The title poem of this new collection of poems by Carolyn Jess-Cooke: Boom! enacts the moment when the new baby arrives in the family 'like a hand grenade'. 'Becoming a mother changed me in every single way,' says the author, 'my first child—born in October 2006—just about knocked me sideways. There were many reasons for this, but here's the biggest one: I could not believe how public and political the (hugely personal) experience of motherhood was.' A noted academic, author of a book about film and Shakespeare, and a best-selling popular novelist The Guardian Angel's Journal and The Boy Who Could See Demons, Jess-Cooke found, as many parents do, that the juggling act required to raise young children and continue a professional and creative life, is both exhausting and fulfilling. The poems chronicle the rapturous moments, such as 'Wakening' where the baby is observed: 'the seedling eyes stirred by sunlight'. There are also the tragi-comic 'Nights' full of 'small elbows in the face' and 'assailed by colds and colic'. Jess-Cooke doesn't flinch from the darker fears and depressions that can afflict parents. There are also pieces of pointed satirical intent and socio-political comment such as 'Poem made from bits of Newspaper Headlines ' and 'The Only Dad in Playgroup'. Viewing motherhood from a multiplicity of artful angles, the author says, 'Coupled with all this was the love I had for my children. It completely and utterly blew me away, how much I could love another human being.'
C.J. (Carolyn) Cooke is an acclaimed, award-winning poet, novelist and academic with numerous publications as Carolyn Jess-Cooke and Caro Carver. Her work has been published in twenty-three languages to date. Born in Belfast, C.J. has a PhD in Literature from Queen’s University, Belfast, and is currently Reader in Creative Writing at the University of Glasgow, where she also researches the impact of motherhood on women’s writing and creative writing interventions for mental health. Her books have been reviewed in The New York Times, The Guardian, Good Housekeeping, and the Daily Mail. She has been nominated for an Edgar Award and an ITW Thriller Award, selected as Waterstones’ Paperback Book of the Year and a BBC 2 Pick, and has had two Book of the Month Club selections in the last year. She lives in Scotland with her husband and four children.
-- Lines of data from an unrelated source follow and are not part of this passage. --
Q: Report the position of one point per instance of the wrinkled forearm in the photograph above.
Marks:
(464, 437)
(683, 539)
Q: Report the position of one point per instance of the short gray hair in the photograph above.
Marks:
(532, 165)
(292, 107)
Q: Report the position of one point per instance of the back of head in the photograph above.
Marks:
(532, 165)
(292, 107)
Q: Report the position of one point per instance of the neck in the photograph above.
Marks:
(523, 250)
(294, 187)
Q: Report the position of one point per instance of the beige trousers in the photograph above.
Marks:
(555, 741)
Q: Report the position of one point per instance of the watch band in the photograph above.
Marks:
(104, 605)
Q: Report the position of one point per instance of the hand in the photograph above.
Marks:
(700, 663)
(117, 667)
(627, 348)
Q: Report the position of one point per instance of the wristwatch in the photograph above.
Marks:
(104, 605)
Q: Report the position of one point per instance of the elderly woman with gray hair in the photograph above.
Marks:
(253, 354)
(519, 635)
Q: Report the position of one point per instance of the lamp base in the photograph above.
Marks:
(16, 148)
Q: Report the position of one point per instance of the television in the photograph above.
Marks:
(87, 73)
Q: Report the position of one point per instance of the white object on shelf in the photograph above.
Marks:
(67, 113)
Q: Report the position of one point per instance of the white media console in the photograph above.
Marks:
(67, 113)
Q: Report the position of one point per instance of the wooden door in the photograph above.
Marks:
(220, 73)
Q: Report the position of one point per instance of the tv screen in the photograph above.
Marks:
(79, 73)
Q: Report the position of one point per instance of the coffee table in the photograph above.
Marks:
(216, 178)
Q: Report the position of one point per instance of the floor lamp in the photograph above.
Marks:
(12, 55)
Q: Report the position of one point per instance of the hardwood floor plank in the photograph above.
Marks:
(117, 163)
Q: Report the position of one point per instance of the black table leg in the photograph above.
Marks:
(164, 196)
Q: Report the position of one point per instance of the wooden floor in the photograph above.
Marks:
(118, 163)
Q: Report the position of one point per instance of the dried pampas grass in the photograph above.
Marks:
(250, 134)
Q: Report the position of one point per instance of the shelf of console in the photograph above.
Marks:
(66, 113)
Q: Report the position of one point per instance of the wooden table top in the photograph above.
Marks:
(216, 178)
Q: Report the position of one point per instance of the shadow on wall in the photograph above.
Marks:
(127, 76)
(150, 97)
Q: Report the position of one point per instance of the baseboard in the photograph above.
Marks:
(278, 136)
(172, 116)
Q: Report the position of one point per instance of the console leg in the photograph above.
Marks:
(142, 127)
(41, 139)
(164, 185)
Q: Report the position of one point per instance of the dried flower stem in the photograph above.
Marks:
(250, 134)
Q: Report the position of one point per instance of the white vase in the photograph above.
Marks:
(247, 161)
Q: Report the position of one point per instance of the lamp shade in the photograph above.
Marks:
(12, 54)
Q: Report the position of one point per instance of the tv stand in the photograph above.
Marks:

Stunning collection that describes so perfectly a what it is like to be a mother - all the depth and complexity of emotion is in here - both the good and the bad. This is not just a book for parents though - although parents might get something extra from it. I think if you ever want to fully understand what an emotionally messy and gloriously infuriating ride parenthood can be then this is the book to read.